Now, as one could see these questions are very broad, yet by contextualizing the questions in relation to current efforts to employ KM and other ICT based tools in the work of ecological design and natural resource management, these questions do seem to take on a more specific character.

If we are taking a KM approach then new question emerge as additional considerations must be taken into account:

  1. How do patterns help in structuring KM solutions?

  2. How do we support the viewing and searching of knowledge that exists across multiple dimensions?

  3. Which approaches to pattern co-construction serve to build the greatest level of community centered environmental literacy?

  4. With an emphasis on patterns and KM, what role might community ontologies play in usability?

  5. What might be the best way to visually represent patterns as interconnected pieces of knowledge? Mind-maps? Concept Maps? Casual-loop diagrams (perhaps with explicit semantic relationships)?


These questions can go on and on. Yet, they all seem relevant to the work. However, along with the questions what are the assumptions underlying the orientation of these questions? Though a discerning reader might get this I need to make at least five of these clearly explicit for my own reference

  1. Why KM systems? To support the growth and development of civic and networked intelligence for collaborative problem solving.

  2. The task of supporting sustainability is a global issue requiring not only global action, but networks of individuals and community actors collaborating and working together.

  3. The internet provides an effective medium to supplement face-to-face interactions for planning, monitoring and knowledge transfer.

  4. Patterns coupled with the use of community ontologies within KM systems represents a possible approach to knowledge creation, knowledge transfer and knowledge retention.

  5. Patterns represent an effective design paradigm for community based ecological design and resource management.


Of course these are just some of the assumptions, but these correspond to the larger more general assumptions driving the research in the direction of KM, patterns and community collaboration for ecological design and natural resource management. Out of this understanding it is possible to assess these assumptions and ask the questions listed above within a more specific context as connected to a specific problem area among resource mangers and community actors.
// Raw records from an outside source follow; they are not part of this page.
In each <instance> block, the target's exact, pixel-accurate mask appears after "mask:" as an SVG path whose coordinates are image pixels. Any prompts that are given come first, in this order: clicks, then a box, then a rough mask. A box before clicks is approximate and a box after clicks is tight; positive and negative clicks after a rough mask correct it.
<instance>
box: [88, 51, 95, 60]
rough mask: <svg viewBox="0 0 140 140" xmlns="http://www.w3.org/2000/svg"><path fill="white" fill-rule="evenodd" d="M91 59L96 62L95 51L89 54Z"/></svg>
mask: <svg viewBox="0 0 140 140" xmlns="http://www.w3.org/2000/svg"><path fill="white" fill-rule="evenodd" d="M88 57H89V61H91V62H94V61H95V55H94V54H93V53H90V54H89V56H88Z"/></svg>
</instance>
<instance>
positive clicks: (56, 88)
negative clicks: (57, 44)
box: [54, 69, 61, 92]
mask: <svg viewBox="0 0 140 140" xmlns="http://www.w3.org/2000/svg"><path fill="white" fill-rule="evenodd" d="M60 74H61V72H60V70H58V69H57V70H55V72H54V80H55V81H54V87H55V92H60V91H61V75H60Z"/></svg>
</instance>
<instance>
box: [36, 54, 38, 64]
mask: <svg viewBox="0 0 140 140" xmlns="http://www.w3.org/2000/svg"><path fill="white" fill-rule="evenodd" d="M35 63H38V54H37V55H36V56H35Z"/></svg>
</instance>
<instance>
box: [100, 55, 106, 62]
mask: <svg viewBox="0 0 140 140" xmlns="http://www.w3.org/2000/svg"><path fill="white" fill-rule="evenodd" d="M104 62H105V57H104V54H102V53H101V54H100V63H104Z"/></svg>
For this I will refer back to one of the primary questions put forth in the previous post:

How do (can) we sustain and support communities dependent upon non-timber forest products in the wake of degraded forests caused by commercial logging, invasive plant diseases, loss of biodiversity, alternating weather patterns and the intensified harvesting of non-timber products due to growing demand for such resources?

While the question addresses an environmental issue the implications touch upon both human and environmental systems. It spans a number of problem domains, such as economic livelihoods, potential political forces, cultural connections to land, the communication, planning and maintenance of natural resource based economies under threat from a multitude of human and environmental forces.